The Egyptian Ministry of Health and Population started to implement the screening
program for CH in year 2000, and by the end of year 2003 all governorates were
covered.
Presentation is usually asymptomatic so neonatal Screening program plays an
important role in diagnosis and must be the only way of presentation in the coming
years as the early initiation of therapy is the cornerstone for better IQ, growth and
sexual maturation.
Approximately 10% of infants with CH have associated congenital anomalies.

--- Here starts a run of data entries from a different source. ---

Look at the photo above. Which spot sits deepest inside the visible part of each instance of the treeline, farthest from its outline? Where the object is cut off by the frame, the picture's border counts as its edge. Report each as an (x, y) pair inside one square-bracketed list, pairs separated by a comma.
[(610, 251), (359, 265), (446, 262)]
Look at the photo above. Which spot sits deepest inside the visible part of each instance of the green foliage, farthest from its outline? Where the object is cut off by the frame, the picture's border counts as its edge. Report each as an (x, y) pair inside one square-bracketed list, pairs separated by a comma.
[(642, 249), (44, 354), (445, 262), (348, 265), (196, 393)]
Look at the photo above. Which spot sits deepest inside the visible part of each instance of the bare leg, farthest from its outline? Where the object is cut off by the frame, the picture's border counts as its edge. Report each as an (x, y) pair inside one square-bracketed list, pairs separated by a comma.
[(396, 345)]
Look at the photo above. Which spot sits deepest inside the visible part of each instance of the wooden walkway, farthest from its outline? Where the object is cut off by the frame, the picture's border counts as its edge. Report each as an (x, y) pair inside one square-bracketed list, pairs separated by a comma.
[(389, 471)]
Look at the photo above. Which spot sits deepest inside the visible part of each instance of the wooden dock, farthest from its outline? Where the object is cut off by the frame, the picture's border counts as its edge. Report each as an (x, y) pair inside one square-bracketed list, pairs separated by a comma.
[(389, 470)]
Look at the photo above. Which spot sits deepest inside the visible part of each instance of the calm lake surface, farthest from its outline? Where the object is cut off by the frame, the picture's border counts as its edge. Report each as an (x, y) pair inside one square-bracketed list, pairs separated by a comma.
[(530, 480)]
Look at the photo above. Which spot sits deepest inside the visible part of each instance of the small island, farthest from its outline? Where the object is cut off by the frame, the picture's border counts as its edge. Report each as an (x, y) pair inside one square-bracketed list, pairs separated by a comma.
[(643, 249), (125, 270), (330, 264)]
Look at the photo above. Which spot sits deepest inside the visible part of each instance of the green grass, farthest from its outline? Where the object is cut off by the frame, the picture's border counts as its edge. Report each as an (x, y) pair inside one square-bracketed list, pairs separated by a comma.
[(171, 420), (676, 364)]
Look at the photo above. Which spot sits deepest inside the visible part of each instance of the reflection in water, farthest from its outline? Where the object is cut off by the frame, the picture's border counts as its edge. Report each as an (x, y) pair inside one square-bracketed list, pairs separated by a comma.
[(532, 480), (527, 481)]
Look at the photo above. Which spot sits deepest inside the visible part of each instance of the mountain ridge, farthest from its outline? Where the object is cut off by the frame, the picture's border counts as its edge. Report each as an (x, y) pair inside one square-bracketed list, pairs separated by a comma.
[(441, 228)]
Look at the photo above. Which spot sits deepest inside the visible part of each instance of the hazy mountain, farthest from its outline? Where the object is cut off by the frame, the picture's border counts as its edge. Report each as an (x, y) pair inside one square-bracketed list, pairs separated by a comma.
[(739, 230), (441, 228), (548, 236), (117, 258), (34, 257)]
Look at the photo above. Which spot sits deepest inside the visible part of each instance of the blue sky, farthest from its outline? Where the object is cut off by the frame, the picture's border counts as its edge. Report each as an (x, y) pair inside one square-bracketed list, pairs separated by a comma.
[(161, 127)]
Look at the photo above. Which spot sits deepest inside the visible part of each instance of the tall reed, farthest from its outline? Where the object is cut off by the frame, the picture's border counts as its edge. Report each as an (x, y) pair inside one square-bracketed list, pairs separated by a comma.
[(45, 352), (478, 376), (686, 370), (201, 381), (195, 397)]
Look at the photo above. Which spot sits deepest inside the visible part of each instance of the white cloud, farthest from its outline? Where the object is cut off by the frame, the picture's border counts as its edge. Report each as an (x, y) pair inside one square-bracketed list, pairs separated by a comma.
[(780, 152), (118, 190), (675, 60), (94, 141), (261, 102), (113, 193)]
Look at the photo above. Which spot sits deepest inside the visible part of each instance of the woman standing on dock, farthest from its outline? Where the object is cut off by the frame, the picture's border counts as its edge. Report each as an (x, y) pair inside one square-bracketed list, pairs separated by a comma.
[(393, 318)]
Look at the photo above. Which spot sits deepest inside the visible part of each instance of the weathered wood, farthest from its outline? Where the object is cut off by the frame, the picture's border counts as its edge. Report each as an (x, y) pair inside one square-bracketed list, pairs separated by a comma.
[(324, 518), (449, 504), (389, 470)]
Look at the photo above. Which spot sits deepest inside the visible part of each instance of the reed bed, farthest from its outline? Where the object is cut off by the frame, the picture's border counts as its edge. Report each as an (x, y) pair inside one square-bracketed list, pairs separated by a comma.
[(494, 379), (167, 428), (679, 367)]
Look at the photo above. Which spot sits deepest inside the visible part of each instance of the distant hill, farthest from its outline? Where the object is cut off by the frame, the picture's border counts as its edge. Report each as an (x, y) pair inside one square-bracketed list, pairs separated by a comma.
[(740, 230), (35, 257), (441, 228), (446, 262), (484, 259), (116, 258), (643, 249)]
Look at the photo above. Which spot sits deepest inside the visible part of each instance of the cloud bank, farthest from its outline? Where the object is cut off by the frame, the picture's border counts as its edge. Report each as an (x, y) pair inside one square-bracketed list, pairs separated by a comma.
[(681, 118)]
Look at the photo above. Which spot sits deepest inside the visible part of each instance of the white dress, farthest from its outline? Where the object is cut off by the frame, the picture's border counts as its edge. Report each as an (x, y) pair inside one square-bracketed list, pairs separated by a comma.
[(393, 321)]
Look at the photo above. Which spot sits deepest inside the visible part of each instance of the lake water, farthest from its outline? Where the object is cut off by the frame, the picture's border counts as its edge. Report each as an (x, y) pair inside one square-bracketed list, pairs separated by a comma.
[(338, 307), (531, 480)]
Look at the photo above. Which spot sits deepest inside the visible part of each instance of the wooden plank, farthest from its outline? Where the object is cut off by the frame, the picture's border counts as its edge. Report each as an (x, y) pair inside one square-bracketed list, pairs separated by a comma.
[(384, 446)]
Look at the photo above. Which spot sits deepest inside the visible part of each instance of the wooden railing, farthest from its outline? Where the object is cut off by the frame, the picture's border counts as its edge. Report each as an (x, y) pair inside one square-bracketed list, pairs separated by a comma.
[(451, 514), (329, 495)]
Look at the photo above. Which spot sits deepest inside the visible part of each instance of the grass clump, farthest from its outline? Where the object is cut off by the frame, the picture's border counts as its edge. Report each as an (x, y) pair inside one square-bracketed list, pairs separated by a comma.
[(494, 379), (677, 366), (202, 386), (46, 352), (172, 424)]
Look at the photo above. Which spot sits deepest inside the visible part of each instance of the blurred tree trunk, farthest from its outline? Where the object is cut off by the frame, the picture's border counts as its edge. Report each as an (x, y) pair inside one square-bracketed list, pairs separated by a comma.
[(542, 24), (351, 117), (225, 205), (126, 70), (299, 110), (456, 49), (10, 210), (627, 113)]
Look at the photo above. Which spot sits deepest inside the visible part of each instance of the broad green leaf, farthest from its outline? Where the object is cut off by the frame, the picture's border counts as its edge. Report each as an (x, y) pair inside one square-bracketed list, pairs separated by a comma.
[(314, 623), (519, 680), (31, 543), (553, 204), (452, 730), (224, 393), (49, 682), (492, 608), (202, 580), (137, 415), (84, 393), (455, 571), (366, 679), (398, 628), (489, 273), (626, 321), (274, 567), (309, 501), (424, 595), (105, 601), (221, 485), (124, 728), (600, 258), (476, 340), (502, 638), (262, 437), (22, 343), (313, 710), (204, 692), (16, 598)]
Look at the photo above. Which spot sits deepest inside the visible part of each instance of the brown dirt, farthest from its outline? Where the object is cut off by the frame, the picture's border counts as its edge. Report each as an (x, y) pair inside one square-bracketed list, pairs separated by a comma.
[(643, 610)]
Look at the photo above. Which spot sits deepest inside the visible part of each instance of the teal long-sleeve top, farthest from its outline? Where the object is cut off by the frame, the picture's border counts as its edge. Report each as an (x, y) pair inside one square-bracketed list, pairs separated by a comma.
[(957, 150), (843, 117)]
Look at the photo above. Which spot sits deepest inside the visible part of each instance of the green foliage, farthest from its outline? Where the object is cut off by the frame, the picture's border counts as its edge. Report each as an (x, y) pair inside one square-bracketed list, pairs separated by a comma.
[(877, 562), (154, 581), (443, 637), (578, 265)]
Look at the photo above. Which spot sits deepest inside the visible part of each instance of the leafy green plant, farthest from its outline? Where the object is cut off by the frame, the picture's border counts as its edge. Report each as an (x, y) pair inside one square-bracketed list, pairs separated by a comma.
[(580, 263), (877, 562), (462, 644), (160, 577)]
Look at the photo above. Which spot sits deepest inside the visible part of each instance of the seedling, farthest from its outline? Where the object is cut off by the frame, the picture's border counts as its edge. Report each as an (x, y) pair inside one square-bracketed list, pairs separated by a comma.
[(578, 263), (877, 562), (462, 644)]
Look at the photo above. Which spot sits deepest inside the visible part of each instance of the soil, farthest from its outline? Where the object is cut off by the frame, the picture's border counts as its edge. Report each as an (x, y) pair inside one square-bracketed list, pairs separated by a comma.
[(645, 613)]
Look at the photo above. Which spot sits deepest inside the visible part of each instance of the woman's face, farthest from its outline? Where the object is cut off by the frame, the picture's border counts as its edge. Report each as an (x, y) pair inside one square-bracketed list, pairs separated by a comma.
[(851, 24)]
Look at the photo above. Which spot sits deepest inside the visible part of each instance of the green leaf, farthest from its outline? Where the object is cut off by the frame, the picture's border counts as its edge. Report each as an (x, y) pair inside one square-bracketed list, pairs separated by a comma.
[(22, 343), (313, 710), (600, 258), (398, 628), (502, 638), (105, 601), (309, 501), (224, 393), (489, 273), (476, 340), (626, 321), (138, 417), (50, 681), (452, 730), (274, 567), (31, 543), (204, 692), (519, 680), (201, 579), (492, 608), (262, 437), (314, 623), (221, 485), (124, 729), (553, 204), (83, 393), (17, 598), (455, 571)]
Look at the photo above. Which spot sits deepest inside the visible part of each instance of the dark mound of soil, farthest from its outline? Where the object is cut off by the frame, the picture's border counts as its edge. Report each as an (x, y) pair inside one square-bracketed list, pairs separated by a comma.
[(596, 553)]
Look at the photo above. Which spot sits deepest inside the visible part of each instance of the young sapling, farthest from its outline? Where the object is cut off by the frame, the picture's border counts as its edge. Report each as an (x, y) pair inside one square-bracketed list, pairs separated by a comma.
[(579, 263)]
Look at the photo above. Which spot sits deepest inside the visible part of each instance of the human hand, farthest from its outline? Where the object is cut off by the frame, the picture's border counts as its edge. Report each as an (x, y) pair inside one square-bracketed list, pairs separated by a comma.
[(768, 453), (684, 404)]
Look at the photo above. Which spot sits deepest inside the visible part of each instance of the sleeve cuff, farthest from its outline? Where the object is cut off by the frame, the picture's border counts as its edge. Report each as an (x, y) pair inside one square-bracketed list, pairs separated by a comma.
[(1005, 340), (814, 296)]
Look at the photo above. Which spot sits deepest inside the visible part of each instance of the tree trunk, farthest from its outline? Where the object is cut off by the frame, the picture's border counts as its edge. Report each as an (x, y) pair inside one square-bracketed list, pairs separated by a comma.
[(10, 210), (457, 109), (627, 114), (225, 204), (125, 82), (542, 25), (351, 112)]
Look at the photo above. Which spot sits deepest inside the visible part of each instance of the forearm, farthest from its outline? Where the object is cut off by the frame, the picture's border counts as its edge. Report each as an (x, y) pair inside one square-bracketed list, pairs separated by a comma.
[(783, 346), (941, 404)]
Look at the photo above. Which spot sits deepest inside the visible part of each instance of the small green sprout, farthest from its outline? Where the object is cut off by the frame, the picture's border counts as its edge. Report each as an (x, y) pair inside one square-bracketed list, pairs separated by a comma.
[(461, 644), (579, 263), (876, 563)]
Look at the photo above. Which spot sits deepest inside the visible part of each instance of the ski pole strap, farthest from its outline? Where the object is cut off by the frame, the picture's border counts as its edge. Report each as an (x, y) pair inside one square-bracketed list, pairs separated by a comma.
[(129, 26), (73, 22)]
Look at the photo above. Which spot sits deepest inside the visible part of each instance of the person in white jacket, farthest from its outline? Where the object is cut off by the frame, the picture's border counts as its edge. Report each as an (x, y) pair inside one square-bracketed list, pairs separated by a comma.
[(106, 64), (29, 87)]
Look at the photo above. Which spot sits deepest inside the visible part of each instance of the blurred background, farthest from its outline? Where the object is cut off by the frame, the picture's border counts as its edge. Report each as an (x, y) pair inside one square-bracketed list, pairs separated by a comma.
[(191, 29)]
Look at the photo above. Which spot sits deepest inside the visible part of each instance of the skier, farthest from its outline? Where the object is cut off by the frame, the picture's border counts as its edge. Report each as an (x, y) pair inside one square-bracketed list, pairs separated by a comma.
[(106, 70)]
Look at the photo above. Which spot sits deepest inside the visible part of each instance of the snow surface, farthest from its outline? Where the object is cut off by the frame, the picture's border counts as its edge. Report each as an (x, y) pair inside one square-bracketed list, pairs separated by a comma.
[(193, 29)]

Cardiac anomalies are most common, but anomalies of the nervous system and eye
have been reported.
Our study was objected both to detect the prevalence of CH among children in
Beni suef governorate which was 1/863 and to determine its association with other
extra thyroid anomalies .patients were subjected to thorough clinical examination
and investigation by Echocardiography and abdominal Ultrasound and thyroid scanning. Results revealed that congenital heart diseases were the most common
followed by Down syndrome then renal and musculoskeletal anomalies
No statistical significant difference existed between hypothyroid patients with
cardiac anomalies and those without regarding their height, weight and BMI.
Screening for associated congenital heart diseases by Echocardiography is of great importance to discover anomalies as early as possible and to prevent or delay complications.